Recently “retired” Wells Fargo CEO John Stumpf claimed before Congress that he first learned about the bank’s fake account fiasco in 2013, but a new report claims that a Wells employee tried to warn him about the problem back in 2007.
This is according to a CNNmoney article about a newly uncovered letter allegedly sent to Stumpf in Sept. 2007, only three months after the executive had taken over the reins as CEO.
In the letter, a Wells employee from California claims that they had already tried to alert regional management about one particular banker’s unethical behavior, but that the banker retaliated by alleging harassment, resulting in the aspiring whistleblower being suspended for seven months during the resulting internal investigation.
The letter writer doesn’t get into specifics of the alleged fraud, but there are numerous indications that the actions they refer to are similar to the system-gaming that has landed Wells Fargo in the spotlight: opening fake accounts to meet high-pressure sales goals and quotas.

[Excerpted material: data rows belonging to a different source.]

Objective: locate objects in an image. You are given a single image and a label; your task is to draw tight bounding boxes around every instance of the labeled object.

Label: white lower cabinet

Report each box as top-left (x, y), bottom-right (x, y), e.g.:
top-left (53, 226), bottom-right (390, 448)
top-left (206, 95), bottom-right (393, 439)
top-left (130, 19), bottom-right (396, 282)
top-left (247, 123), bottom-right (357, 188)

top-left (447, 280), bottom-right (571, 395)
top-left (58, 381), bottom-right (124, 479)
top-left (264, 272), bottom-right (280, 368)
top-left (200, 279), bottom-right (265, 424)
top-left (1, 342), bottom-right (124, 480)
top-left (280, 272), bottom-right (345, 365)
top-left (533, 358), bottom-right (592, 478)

The employee notes that the activity they complained about “is conducted under fraudulent pretense for the sole and singular purpose of acquiring sales and bonus compensation,” but that “At no point has Wells Fargo Bank earned revenue or do our customers receive benefit.”
While the letter writer’s original complaint appeared to involve only one banker, they claim in the letter that the problem was so “widespread” and so “highly encouraged” in their region (Northern California), that it has “become a normal sales practice.”
The warning correctly predicts the fallout that would eventually result once the public learned of these machinations: “professional and reputational damage, consumer fraud and shareholder lawsuits… regulatory sanctions.”
Whether Stumpf ever saw this letter — or a second one allegedly sent by the same employee to the Bank’s Audit Committee — is uncertain, but the claims made by the employee do appear to mesh with other evidence that the fake account fraud goes back a decade or more.
After Stumpf told Congress that the bank was investigating the fraud by researching account histories as far back as 2009, Rep. Carolyn Maloney (NY) presented him with documents from a lawsuit filed by former employees of the bank that seemed to indicate that Wells bankers were opening unauthorized accounts in 2007.
Another letter, sent in late 2005 to Wells exec Carrie Tolstedt — who would go on to head up the bank’s retail division before suddenly retiring this summer before the scandal broke publicly — tried to warn Wells Fargo higher-ups of “blatant gaming” that was being ignored by management.